There are lots of reasons people today are skeptical about eating days-old meals. “Maybe people grew up being forced to eat leftovers for thrifty reasons in their family, and so they have bad memories of food that was a little bit past its peak quality,” said Jill Lightner, the author of the book Scraps, Peels, and Stems: Recipes and Tips for Rethinking Food Waste at Home. “Food comes with emotional baggage,” Lightner said, “and it colors our eating habits.”

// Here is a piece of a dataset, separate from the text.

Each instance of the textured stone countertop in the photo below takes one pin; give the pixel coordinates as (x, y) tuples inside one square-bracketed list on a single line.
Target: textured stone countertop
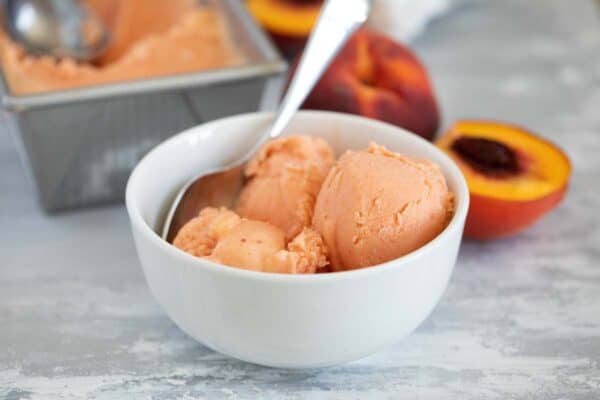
[(520, 319)]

Some of the stigma around leftovers comes from an emphasis on hygiene and food safety. While throwing out cream cheese that’s grown a layer of pink mold is the wise course of action, plenty of foods are safe to eat after chilling in the fridge for a while. “People can usually smell spoiling or rotting food and know when something is off,” Kantha Shelke, a food and nutrition scientist, said in an email. Meats and moist foods generally deteriorate first, with salt, sugar, and fat boosting a particular grub’s longevity. The “use by” and “sell by” dates on products you buy at the grocery store are notoriously confusing — they generally refer to when food is at the end of its peak quality, not when it goes bad.

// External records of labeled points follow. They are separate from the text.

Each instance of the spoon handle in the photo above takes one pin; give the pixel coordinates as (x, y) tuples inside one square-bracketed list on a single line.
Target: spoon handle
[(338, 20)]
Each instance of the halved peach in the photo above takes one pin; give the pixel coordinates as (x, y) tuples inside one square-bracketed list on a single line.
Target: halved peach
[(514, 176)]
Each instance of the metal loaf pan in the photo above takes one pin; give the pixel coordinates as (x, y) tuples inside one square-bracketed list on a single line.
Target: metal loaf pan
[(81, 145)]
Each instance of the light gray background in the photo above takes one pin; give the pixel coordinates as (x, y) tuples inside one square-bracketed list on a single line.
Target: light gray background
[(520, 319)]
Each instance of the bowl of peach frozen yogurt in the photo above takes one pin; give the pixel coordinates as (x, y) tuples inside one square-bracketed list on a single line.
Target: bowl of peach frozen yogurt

While eating leftovers has an “ew” factor for some people, Veit said she sees the beginnings of a “moral consciousness” around food waste, beginning with eating the meals you have in your fridge. “It’s kind of the opposite of stigma as it becomes something that’s virtuous,” she said.

This ethical attitude toward kitchen scraps has turned into a cookbook trend, with libraries carrying titles like Love Your Leftovers, Cooking with Scraps, Hack Your Cupboard, Now & Again, and Secrets of Great Second Meals. Leftovers are even getting the reality TV treatment. In episodes of Best Leftovers Ever!, a show that premiered on Netflix last December, three cooks compete for a $10,000 “cash-erole” prize. In the first episode, the chefs wow the judges by turning old french fries into restaurant-quality gnocchi and pierogies.

The truth is, many foods are actually more delicious after spending time in the fridge. Though the macaroni in your minestrone will go soggy and limp, the beautiful aromas that arise when you saute onions, garlic, and spices keep working their magic during storage as chemical reactions “smooth and blunt out the individual taste and aromas of the ingredients into a tapestry-like continuous spread,” Shelke said.

But even for hardcore leftover lovers, the monotony of eating the same thing day after day can become wearying, a phenomenon Shelke calls “taste fatigue.” Creative cooks can pull out their waffle irons, lemon zest, and saucepans to reinvent their Thanksgiving stuffing before it’s too late, or they can give away the food they know they won’t get to, becoming the most popular person in the neighborhood in the process.

The simplest way to reduce waste from leftovers is simply to make less of them in the first place. Lightner recommends throwing out old customs that aren’t working for you and thinking critically about how many pounds of brussels sprouts and mashed potatoes you really need. Grocery stores face pressure to sell a lot of food for the holidays, suggesting serving sizes that may be five times bigger than what a nutritionist would tell you. Lightner’s book includes a handy “smarter Thanksgiving turkey-buying chart” that recommends feeding 10 people with an 8- to 9-pound bird.

For Veit’s family, however, reheating up last night’s soup for lunch “feels like a victory and not a concession” — a fast and convenient way to have a home-cooked meal in the middle of a busy day, packed away in the kids’ lunchboxes. They cook extra food for this very purpose, all year-round.

“If you intend to leave it, it doesn’t seem like the sort of scraps, the accidental stuff, that nobody wanted,” Veit said. “It just feels like this intentional double meal.”